Hi Bonnie, she has been back downstairs a while ago to talk to me. She had obviously resigned herself to her fate. I told her that I didn't want to talk to her tonight, and to go back upstairs and be with her friend. She became very upset and said she was scared. She said she was doing it to buy clothes, but she already knew that I would question where she had got the money from to buy whatever it was she brought home, so she was already sweating about it.

I have reasurred her that she won't be going to live somewhere else, but we will need to talk some more. There were no raised voices, but she was crying. I didn't want to do this on her birthday.

To muddy the waters further, FD said that she has only being stealing because our DD showed her where to get it from, and that it's ok because she has been doing it for ages and not been caught! Bloody hell!

We shall be speaking with them both tomorrow. Hubby says it's ok because we still have a home and can pay our bills, it's really no big deal. He is very pragmatic about the whole thing as apparently he stole from his parents when he was a child too blush

ChristmasKate Sat 27-Oct-12 23:59:37

Me again. I used to steal from my parents at this age all the time, I'm now a sensible adult that really does know right from wrong smile

I would deal with DSD seperatly to what she said your DD said, it can't be big amounts if you haven't noticed. We used to steal from the penny jar daily and also from my dads coat pocket, I wasn't a popular child and desperately wanted friends etc. I had no concept of money at that age.

I hope it all works out for you all.

bonnieslilsister Sun 28-Oct-12 00:08:38

That's great Gymbob smile she now knows she wont get away with it anymore.
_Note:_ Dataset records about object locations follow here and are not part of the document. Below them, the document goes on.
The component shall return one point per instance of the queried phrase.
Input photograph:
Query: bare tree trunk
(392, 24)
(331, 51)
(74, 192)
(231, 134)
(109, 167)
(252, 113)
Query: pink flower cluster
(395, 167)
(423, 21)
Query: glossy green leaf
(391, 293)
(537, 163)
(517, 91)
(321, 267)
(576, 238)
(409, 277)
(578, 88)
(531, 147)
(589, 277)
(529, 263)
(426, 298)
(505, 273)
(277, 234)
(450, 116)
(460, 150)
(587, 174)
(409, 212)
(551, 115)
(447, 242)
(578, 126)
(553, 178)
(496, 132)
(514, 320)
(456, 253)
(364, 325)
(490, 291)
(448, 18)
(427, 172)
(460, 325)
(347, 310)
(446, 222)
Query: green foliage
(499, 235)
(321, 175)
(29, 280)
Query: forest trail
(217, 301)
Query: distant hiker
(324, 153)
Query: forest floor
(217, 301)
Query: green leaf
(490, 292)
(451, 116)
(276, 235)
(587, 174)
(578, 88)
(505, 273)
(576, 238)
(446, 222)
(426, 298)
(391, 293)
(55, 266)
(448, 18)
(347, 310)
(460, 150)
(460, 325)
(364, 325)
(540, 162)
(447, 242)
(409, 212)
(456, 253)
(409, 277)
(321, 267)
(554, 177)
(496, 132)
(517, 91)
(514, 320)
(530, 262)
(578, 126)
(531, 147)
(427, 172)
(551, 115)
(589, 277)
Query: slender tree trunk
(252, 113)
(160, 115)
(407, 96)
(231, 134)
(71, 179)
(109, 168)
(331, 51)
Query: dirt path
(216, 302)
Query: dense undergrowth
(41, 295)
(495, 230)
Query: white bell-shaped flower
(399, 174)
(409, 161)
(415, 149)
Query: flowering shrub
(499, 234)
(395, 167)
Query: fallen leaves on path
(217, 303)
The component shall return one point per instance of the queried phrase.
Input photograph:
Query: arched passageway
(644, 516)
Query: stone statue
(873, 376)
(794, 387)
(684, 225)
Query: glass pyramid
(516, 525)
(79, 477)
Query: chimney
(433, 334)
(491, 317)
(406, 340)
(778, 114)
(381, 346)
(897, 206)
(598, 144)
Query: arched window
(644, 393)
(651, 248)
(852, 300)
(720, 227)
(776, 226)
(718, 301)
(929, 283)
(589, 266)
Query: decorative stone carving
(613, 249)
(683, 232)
It has been a great learning experience for her. It is great also she can talk to you. You have been so kind to her, not wanting to spoil her birthday (even if it was her that was spoiling it, not you)

Your dh is right the world is still going round and it is not such a big deal in the big scheme of things but the important thing is you nip this in the bud without her feeling bad about herself. Were you surprised by your dd? Do you plan for fc to pay anything back? Bit difficult when you dont know how much has gone.

About the safe ... I might be a lone voice here but if you just have fd and no others I personally would prefer to be sending the message you trust her rather than you have to lock everything away cos you dont trust her.

I think that it's different to a certain extent when you have foster teens coming and going but with a long term fc I would want to be building up responsibility and trust.